La suspension des activités académiques dans les établissements d’enseignement supérieur et universitaire à Goma et Bukavu continue de susciter des réactions. Bichette Lweso dit comprendre les motivations du Gouvernement congolais, mais estime que la mesure prise risque de pénaliser en premier lieu les étudiants et la communauté universitaire.
Dans une opinion consacrée à cette décision, Bichette Lweso affirme avoir pris connaissance de l’arrêté n°239 de la ministre de l’Enseignement supérieur et universitaire (ESU), ainsi que de la réaction de l’opposant Martin Fayulu.
Elle reconnaît au Gouvernement le droit de prendre des mesures pour empêcher l’AFC/M23 d’instrumentaliser les universités situées dans les zones sous son contrôle et de les utiliser pour délivrer des diplômes au nom de la République démocratique du Congo.

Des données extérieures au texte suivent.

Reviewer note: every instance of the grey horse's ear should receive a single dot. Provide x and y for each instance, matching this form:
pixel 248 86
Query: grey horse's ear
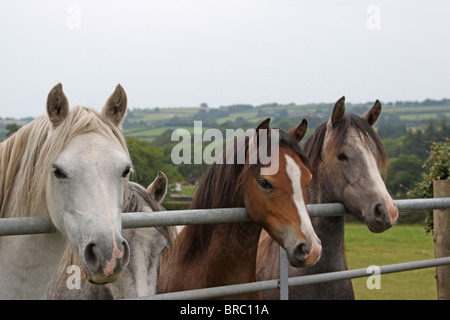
pixel 116 106
pixel 265 124
pixel 158 188
pixel 372 115
pixel 57 105
pixel 338 111
pixel 299 132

Pour elle, cette préoccupation relève directement de la souveraineté de l’État et apparaît donc légitime.
Cependant, Bichette Lweso estime que la suspension des activités académiques constitue une mauvaise réponse à un problème réel.
« On ne punit pas l’agresseur en sacrifiant ses propres enfants », soutient-elle, considérant que la décision risque surtout de toucher les étudiants congolais, qui se retrouvent privés de leurs activités académiques en raison d’une situation sécuritaire qu’ils n’ont pas créée.
Selon elle, fermer les auditoires à Goma et Bukavu revient à prendre le risque de détacher davantage des milliers d’étudiants du système universitaire national.
Elle va jusqu’à considérer qu’une telle décision pourrait, malgré les intentions du Gouvernement, contribuer à faire « nous-mêmes le travail de la balkanisation que nous dénonçons ».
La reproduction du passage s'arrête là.